Mummenschanz
nichts«, log Agnes. »Äh… seit wann arbeitest du schon hier?«
»Erst seit einigen Monaten. Ich… habe den Kindern des Serifen von Klatsch Musikunterricht erteilt.«
»Was hältst du von dem… äh… Geist?«
André hob und senkte die Schultern. »Ich halte ihn für einen Irren.«
»Ähm… weißt du, ob er singt? Ich meine, kann er gut singen?«
»Ich habe gehört, daß er dem Inspizienten die eine oder andere Kritik schickt. Einige Mädchen behaupten, sie hätten nachts jemanden singen gehört. Aber sie reden dauernd dummes Zeug.«
»Ähm… gibt es hier Geheimgänge?«
André neigte den Kopf zur Seite und musterte Agnes. »Mit wem hast du gesprochen?«
»Wie bitte?«
»Die Mädchen behaupten, es gäbe welche. Sie behaupten auch, den Geist immer wieder mal zu sehen, manchmal sogar an mehreren Orten gleichzeitig.«
»Warum sollten sie ihn öfter sehen als andere Leute?«
»Vielleicht deshalb, weil es ihm gefällt, junge Frauen anzuschauen. Sie proben an den unmöglichsten Orten. Und die meiste Zeit über sind sie halb verrückt vor Hunger.«
»Bist du denn gar nicht an dem Geist interessiert ? Es sind Morde geschehen!«
»Nun, man munkelt, daß vielleicht Dr. Unterschaft dahintersteckte.«
»Er ist ebenfalls ermordet worden!«
»Vielleicht hat er sich selbst erhängt. In letzter Zeit war er häufig deprimiert. Er ist immer seltsam gewesen. Sehr nervös und so. Nun, ohne ihn dürfte es recht schwierig werden. Hier, ich habe dir alte Programmhefte mitgebracht. Vielleicht sind dir die Anmerkungen darin eine Hilfe; immerhin bist du noch nicht lange bei der Oper.«
Agnes starrte auf die Hefte, ohne sie zu sehen.
Leute starben, und man sah in ihrem Tod nur den Beginn von Problemen.
Die Show mußte weitergehen. Das sagten alle, ständig. Oft wurden die Worte von einem Lächeln begleitet, aber sie waren trotzdem ernst gemeint. Niemand erklärte, warum die Show unbedingt weitergehen mußte. Als die Chorsänger am vergangenen Tag über das Geld gestritten hatten… Alle wußten, daß sie sich letztendlich nicht weigern würden, erneut aufzutreten und zu singen. Alles schien ein Spiel zu sein.

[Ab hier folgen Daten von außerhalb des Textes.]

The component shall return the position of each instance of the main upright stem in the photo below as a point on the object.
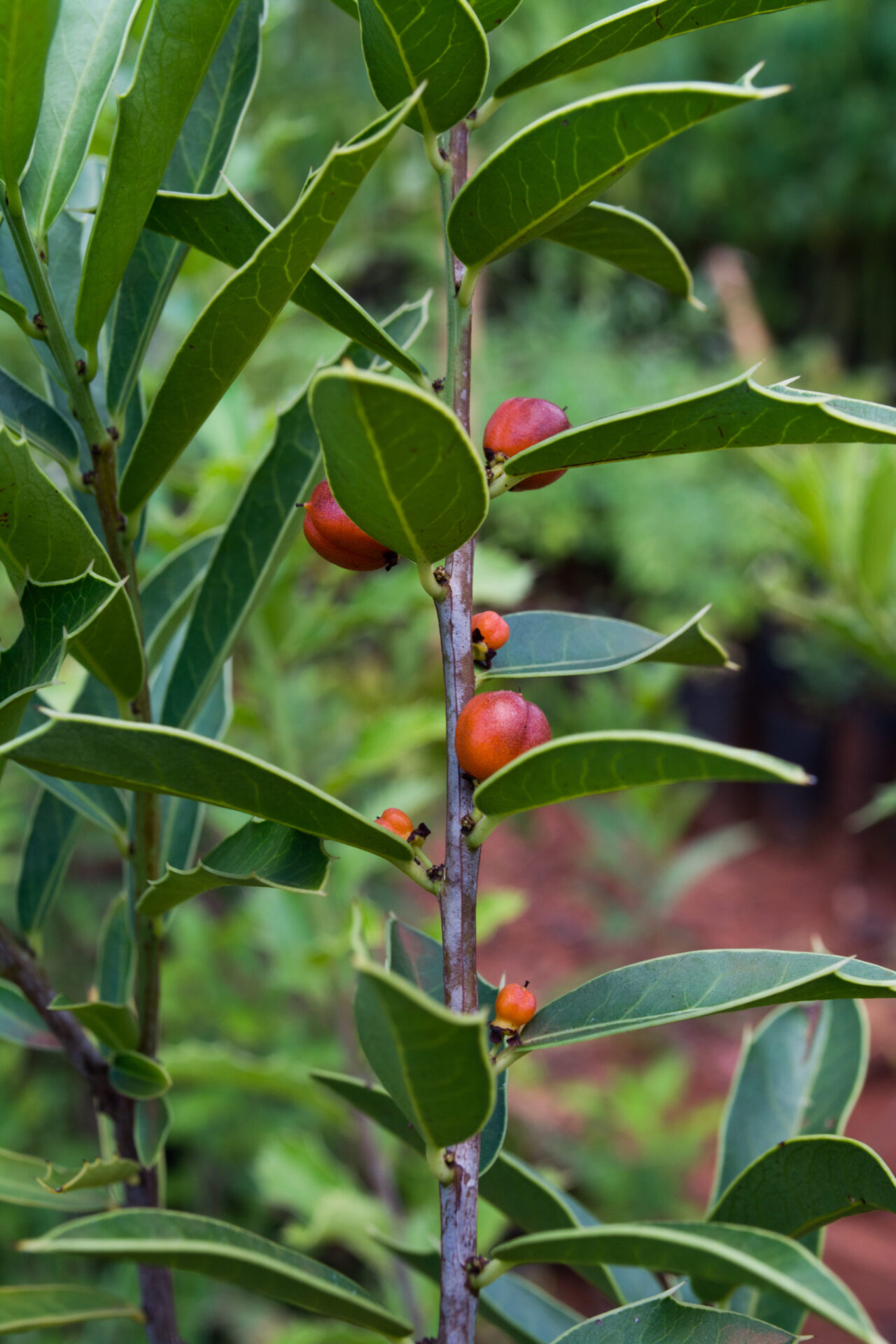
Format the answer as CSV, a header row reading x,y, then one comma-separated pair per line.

Die Show ging weiter. Agnes hatte die Geschichten gehört. Shows gingen weiter, während ein Feuer in der Stadt wütete, während ein Drache auf dem Dach hockte, während es draußen in den Straßen Tumulte gab. Das Bühnenbild brach zusammen? Die Show ging weiter. Der erste Tenor starb? Man wendete sich an das Publikum, in der Hoffnung, daß sich ein Musikstudent unter den Zuschauern befand, jemand, der die Rolle kannte. Man gab ihm eine große Chance, während die Leiche seines Vorgängers hinter den Kulissen kalt wurde. Warum? Um Himmels willen, es war doch nur eine Aufführung, nichts Wichtiges! Aber… die Show ging weiter. Alle Beteiligten hielten das für vollkommen selbstverständlich, deshalb dachten sie überhaupt nicht mehr darüber nach. In dieser Beziehung schienen die Köpfe der meisten Leute nur grauen Dunst zu enthalten.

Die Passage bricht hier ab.